Sunday, April 25, 2010

Single core vs. multi-core image processing (vol 2)

As discussed in Single core vs. multi-core image processing (vol 1), I want to present the times for ECW and JPEG2000 compression in ERDAS IMAGINE 2010 v10.1. I tested using the Export to ECW and Export to JPEG2000 commands, running in batch mode.

As you may recall, with the release of ERDAS IMAGINE 2010 this past December 2009, each IMAGINE Advantage license provides the customer the capability to batch process up to four simultaneous processes. If you have more IMAGINE Advantage licenses brokered using a floating license manager, each floating IMAGINE Advantage license can add four more simultaneous processes. In this experiment, I tested with one IMAGINE Advantage for 1 – 4 processes and another floating IMAGINE Advantage license for 5 – 8 processes.

With ERDAS IMAGINE 2010 v10.1 the latest version of the ECW JPEG2000 Codec SDK, v4.1 is used. This new version of the SDK has focused in JPEG2000 improvements. This new version of the ECW JPEG2000 Codec SDK will be made available to the market soon.

As discussed in vol 1, thanks to Dell, Inc. for providing the test system and SAM Inc for inspiring the software performance upgrades. The test system is configured as follows:

Dell Precision T7500
Processor
: Dual Quad Core, 2.13GHz with 4MB Cache
System RAM: 4GB 1066MHz
Internal Controller: C4 SATA Non-RAID
Internal Disks: Four 1.5TB 7200 RPM SATA with 3.0Gbps, 16MB Data Burst Cache

External Storage: 15 Bay SAS/SATA Array
Array Controller: PERC 6/E SAS RAID, 256MB Memory
Array Disks: Ten 750GB 7200 RPM 3.0Gbps (note above, array can hold 15 disks)
Configuration: RAID 0

Operating System: Microsoft Windows Server 2008 x64, R2

I ran tests using the 2095 uncompressed strip GeoTIFFs of 5000 x 5000 x 3-bands x 8-bit data (each file is 73,282MB). The target compression ratio for both ECW and JPEG2000 was 15:1.

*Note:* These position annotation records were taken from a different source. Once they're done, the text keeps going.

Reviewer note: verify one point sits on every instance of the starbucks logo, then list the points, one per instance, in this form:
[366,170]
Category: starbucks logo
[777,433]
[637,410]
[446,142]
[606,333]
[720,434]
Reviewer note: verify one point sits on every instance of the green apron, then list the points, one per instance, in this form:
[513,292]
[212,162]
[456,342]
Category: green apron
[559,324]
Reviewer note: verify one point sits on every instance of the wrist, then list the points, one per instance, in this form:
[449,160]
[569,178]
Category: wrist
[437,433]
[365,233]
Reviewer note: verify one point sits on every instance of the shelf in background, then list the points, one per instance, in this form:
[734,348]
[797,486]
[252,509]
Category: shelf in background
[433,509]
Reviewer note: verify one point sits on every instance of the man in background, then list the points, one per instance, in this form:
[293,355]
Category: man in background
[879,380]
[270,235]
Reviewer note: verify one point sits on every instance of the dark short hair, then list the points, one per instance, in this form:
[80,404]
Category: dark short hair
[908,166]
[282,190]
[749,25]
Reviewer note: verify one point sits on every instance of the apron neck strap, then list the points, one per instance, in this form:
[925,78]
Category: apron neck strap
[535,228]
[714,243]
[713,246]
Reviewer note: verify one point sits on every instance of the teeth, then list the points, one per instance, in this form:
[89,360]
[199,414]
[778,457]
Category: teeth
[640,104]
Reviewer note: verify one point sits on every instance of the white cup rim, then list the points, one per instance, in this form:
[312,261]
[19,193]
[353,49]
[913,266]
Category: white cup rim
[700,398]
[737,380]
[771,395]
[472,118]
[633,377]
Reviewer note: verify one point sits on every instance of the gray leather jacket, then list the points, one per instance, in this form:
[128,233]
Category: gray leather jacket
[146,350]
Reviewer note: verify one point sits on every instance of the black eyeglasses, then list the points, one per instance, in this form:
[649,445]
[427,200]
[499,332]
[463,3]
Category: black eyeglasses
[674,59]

When processing one image at a time, there was a lot of unused processing capacity. For example, when compressing one ECW file at a time 700MB of total RAM was used; 25% of all eight cores were used; and 20% of the disk bandwidth was used.

By using this extra capacity with multiple simultaneous compressions we more effectively use our total available computing power. When compressing eight ECW files simultaneously 1.3GB of total RAM was used; 75% of all eight cores were used; and 90% of the disk bandwidth was used.

While the ERDAS IMAGINE batch engine does not limit its multi-core processing to the number of cores on the system, I stopped at eight because the disk capacity was filling up. I am convinced I could have pushed the number of simultaneous processes to 10 (or more) if I had added five more disks to fill the array container (but these additional five disks were not available).

ERDAS ER Mapper users will have slightly faster times when compressing one image, But, when running a batch of many images and more especially when running simultaneous processes, ERDAS IMAGINE will be significantly faster. In the future, we will incorporate into ERDAS IMAGINE what makes ERDAS ER Mapper faster when processing one image. Below are the times:





# Processes ECW TimeJPEG2000 Time

1

2:51:15

5:46:44

2

1:29:27

2:44:44

3

0:43:48

1:58:24

4

0:41:19

1:47:03

5

0:41:37

1:06:55

6

0:35:49

0:55:03

7

0:33:01

0:45:51

8

0:31:53

0:43:14



Looking at these numbers, we can see that a new day is rising for the remote sensing and GIS user community. Think for a moment, one ECW image was being completed every 0.9 seconds when running eight processes, and one JPEG2000 image was being completed every 1.2 seconds. This means you complete a large compression task in less time than it takes to each you to go eat lunch.

If you need a reason for your boss to spend money on an updated system, in the long term a fast processing configuration like the one I have tested is likely the least expensive productivity enhancement they can buy. All they need to do is determine how fast solutions are needed. Is compressing 2095 images over lunch fast enough?

Volume 1 Post Reference: http://field-guide.blogspot.com/2010/04/single-core-versus-multi-core-image.html

Wednesday, April 21, 2010

Single core vs multi-core image processing (vol 1)

For many years the remote sensing and photogrammetry community have demanded more performance in processing of image data. (I still remember how excited I was when upgrading from an IBM XP with a 10MB hard disk to a Compaq 386 with a 300MB hard disk.) While, some functions continue to be limited by raw processing performance, most applications can receive massive benefit from a higher performance disk configuration. The next few post will discuss this topic.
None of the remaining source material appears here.